Все разом загалдели, одобряя проект Холявина. Каждый считал своим долгом внести уточнение в проект, еще раз выразить уважение рационализатору.

— Ну почему бы давно так не сделать, ведь так просто! — хлопал себя по коленям широкими ладонями Курносов.

— Гениальное всегда просто! — вставил Мацафей.

Понравился проект и нам с Кондратенко. Директор, повеселевший, выпрямившийся, как после сброшенной с плеч тяжелой ноши, обратился к Абросимову:

— Иван Анисимович, посылай плотника Лаверова на эстакаду, он быстро все сделает.

Тот с трудом встал с корточек на ноги, прислонился к косяку, покашлял, проговорил угрюмо:

— Не сделает плотник Лаверов.

— Это почему же? — насторожился Кондратенко.

— Умер он сегодня утром, в четыре часа.

— Что с ним? Я его вчера видел, — недоумевал директор.

— Что? Что и у меня — туберкулез. С последней стадией ходил мужик, как и я. Сопротивлялся, — спокойно пояснил Абросимов.

— Тогда посылай Рыжкина, — предлагал директор.

— Сегодня не могу… — размышлял Абросимов. — И завтра — тоже. Рыжкин у нас гробы делает. Для Лаверова нужен… Ну и для колониста, вчера умер.
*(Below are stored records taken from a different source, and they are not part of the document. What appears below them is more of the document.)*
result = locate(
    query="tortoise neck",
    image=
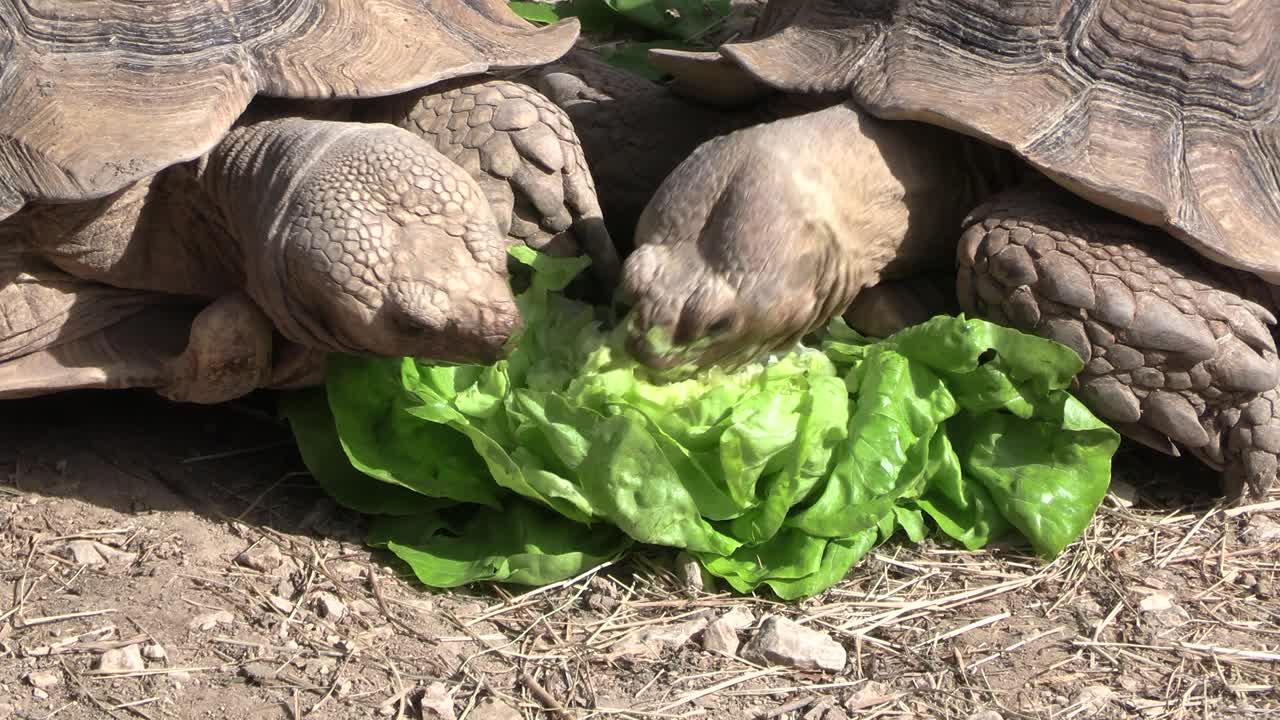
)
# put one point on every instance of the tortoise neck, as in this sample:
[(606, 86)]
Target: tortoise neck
[(900, 188)]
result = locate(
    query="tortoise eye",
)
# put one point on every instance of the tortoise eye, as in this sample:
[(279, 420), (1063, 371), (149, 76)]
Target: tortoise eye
[(722, 324)]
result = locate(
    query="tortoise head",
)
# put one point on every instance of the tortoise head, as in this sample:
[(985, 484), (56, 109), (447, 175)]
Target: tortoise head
[(737, 255)]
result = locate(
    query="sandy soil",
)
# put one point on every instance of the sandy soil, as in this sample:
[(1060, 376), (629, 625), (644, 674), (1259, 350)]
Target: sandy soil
[(195, 536)]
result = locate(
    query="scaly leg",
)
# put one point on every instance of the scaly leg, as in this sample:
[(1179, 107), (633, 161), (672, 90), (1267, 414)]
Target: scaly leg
[(1176, 350), (522, 151)]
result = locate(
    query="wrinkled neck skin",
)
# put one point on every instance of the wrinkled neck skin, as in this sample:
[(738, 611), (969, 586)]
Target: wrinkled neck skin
[(158, 235), (250, 176), (896, 191)]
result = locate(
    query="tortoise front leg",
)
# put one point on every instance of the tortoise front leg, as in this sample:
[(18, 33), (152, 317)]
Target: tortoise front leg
[(522, 151), (117, 338), (1178, 351)]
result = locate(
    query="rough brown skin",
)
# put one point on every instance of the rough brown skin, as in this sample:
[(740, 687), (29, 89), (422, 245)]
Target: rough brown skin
[(309, 236), (113, 91), (1160, 114), (764, 235)]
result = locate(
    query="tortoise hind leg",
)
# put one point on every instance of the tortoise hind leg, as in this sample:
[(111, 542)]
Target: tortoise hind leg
[(184, 352), (522, 151), (1176, 350)]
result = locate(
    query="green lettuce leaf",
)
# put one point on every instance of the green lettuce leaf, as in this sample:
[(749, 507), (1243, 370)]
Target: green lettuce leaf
[(778, 474), (521, 543)]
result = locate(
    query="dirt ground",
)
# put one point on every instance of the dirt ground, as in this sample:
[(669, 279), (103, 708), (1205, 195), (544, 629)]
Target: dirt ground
[(124, 522)]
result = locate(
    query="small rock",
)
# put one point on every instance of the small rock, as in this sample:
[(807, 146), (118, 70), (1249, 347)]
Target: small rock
[(653, 639), (264, 557), (1124, 492), (1262, 529), (490, 709), (437, 702), (127, 659), (90, 552), (782, 642), (41, 679), (210, 620), (329, 606), (154, 651), (690, 573), (347, 570), (721, 636), (1093, 700), (1155, 601), (869, 695)]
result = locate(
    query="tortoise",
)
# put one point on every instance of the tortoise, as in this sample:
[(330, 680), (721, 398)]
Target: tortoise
[(1105, 173), (205, 199)]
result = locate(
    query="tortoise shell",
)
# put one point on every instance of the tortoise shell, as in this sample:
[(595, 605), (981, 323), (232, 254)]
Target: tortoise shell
[(99, 94), (1164, 110)]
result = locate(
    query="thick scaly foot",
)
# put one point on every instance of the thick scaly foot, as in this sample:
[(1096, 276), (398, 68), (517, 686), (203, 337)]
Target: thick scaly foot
[(1176, 352), (892, 305), (763, 235), (524, 153), (634, 131)]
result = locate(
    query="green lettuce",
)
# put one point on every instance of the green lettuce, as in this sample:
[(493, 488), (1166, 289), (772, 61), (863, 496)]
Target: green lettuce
[(782, 473)]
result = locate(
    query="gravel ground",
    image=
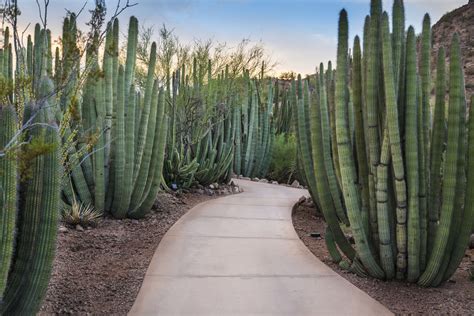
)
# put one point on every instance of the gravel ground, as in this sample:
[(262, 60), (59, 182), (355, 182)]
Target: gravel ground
[(99, 271), (455, 297)]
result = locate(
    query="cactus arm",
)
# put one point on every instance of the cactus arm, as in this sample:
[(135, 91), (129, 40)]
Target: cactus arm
[(467, 220), (8, 172), (346, 159), (437, 145)]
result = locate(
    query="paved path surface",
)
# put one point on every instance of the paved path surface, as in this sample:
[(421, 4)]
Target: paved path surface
[(239, 255)]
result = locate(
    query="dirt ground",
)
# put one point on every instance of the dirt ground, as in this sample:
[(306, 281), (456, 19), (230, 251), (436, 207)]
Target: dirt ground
[(455, 297), (99, 271)]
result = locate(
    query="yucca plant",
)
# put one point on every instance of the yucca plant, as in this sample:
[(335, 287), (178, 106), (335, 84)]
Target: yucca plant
[(80, 214), (382, 168)]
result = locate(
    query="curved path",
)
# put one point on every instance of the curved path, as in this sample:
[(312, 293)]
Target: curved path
[(239, 255)]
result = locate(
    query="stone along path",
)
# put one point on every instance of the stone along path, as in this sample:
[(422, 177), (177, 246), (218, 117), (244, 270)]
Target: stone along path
[(239, 255)]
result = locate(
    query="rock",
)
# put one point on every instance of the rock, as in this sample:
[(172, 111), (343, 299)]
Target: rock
[(209, 191), (350, 238)]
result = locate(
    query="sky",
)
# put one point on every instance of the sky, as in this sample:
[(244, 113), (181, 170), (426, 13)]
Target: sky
[(298, 34)]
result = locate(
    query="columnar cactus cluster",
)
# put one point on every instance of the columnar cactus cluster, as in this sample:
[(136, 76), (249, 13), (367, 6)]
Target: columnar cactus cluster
[(30, 180), (120, 135), (218, 126), (385, 168), (201, 135), (255, 128)]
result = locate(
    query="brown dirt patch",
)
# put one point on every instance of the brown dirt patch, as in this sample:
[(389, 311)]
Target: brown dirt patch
[(455, 297), (99, 271)]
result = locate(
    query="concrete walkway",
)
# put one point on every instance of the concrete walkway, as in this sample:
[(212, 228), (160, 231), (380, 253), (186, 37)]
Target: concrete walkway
[(239, 255)]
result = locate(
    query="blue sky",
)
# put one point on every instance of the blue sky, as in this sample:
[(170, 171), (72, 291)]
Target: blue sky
[(298, 34)]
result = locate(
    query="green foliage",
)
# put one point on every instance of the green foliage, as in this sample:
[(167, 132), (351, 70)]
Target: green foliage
[(403, 183), (283, 165)]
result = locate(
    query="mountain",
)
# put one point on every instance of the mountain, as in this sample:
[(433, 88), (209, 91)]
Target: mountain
[(460, 20)]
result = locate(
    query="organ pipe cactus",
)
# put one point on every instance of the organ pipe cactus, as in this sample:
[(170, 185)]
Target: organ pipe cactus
[(120, 132), (408, 208), (258, 129), (30, 203)]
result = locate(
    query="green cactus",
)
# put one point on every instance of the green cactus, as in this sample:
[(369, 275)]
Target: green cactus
[(399, 231)]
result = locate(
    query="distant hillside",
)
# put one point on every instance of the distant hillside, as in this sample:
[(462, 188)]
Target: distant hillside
[(460, 20)]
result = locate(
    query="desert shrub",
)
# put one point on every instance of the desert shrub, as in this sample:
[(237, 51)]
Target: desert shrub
[(283, 167), (80, 214)]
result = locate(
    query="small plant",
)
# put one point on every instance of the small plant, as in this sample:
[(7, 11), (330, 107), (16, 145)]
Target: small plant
[(80, 214), (283, 167)]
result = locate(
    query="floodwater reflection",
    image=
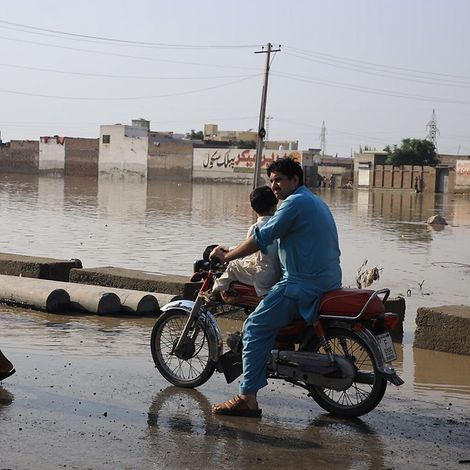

Сердце…

Наступило молчание. Печальное сообщение Абросимова расстроило присутствующих. И не сразу ими снова овладели суетные мысли о практических своих ежедневных делах.

— А эстакаду сделаем, — продолжал после некоторого раздумья Абросимов. — Я Клепцова поставлю. Он все сделает, как нужно. Сутки, двое будем работать, но эстакада будет. Заводу остановиться не дадим!

Расходились несколько успокоенными. Кондратенко задержал Бабушкина. Мастеровитый Бабушкин всегда что-то конструировал, изобретал, строил разные приспособления, долженствующие, по его мнению, сделать переворот в кирпичном производстве. Некоторые его приспособления и аппараты приносили пользу, другие (их было больше) выбрасывались на свалку металлолома. Нынешней зимой он был занят сборкой трактора из деталей, привезенных с фронта немецких и наших танков на переплавку на завод Амурсталь. Недавно мы с Кондратенко осмотрели эту чудо-машину. Бабушкин окрашивал ее красной краской. Он хвалил немецкий мотор, снятый с танкетки, обещал через неделю трактор запустить, и тогда все транспортные проблемы будут сняты с повестки дня.

— Мне только два шарикоподшипника требуются. Найдет Ситников — трактор на ходу, — пообещал Бабушкин.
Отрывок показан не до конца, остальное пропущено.